PRSA of Boston hosted a summit on social media yesterday. Presenters from various industries including healthcare discussed the current state of social media as a marketing tool.
1) Have an organizational strategy
All too often, we get caught in a discussion about social media tactics (should we do Facebook or Twitter?). On an enterprise level, a company has to be in agreement on strategy and the potential risks versus rewards. This is especially critical in healthcare social media. Bruce Weinberg, Marketing and E-Commerce Department Chair at Bentley University, presented his study on social media strategies, published in the Harvard Business Review. The study analyzed companies participating in social media and grouped them into 4 categories:
• Predictive Practitioner (Clorox, which gradually entered into social media by focusing on discrete business problems in a targeted way)
• Creative Experimenter (EMC, which was willing to experiment with various social media tactics before analyzing which would be the most effective)
• Social Champion (Ford, for its Fiesta campaign that put the power in the hands of the user)
• Social Transformer (Cisco, which took an enterprise-wide approach to social media engagement)
2) Amplify your content
Marketers are both interested and perplexed by how to “extend the reach” of social media content. If you tweet at the wrong time on the wrong day, does anyone see it? How can you extend the reach of that post, or a piece of earned media coverage? Tactics discussed included:
- Sharing reactions as content – if someone responds or reacts to your post, can you turn that reaction into more content?

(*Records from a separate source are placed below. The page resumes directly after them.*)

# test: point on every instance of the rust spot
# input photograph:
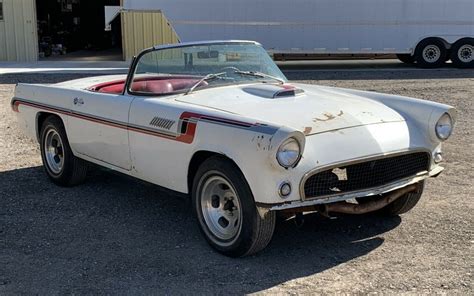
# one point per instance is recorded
(328, 116)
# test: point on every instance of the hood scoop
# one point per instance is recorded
(272, 91)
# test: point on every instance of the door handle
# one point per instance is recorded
(78, 101)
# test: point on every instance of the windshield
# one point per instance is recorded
(193, 67)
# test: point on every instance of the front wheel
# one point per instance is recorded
(226, 211)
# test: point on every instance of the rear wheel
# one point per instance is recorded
(406, 58)
(226, 210)
(462, 53)
(430, 53)
(61, 166)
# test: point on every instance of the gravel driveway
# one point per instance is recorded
(116, 235)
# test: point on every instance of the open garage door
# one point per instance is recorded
(144, 29)
(74, 30)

- Syndicating content – typically a paid approach, content can be syndicated through Facebook ads, paid links on key web pages.
- Creating groups of stakeholders who are responsible/motivated to share your content (such as GaggleAMP) – this could be users, employees or other key stakeholders.
3) Consider your audience
In healthcare, the target audience is often patients. Rhonda Mann, Chief Marketing Officer at Beth Israel Deaconess Medical Center shared some insight into BIDMC’s strategies to attract patients. Mann shared a statistic from the Healthcare Research Institute that 45% of consumers say social media sources would affect their decisions – and she believes this is not generational. BIDMC finds YouTube to be the most effective in reaching patients as it allows for creative and dynamic content to be shared, while still allowing for direct customer or patient response via comments. Mann did note that security is perhaps the biggest issue in healthcare social media.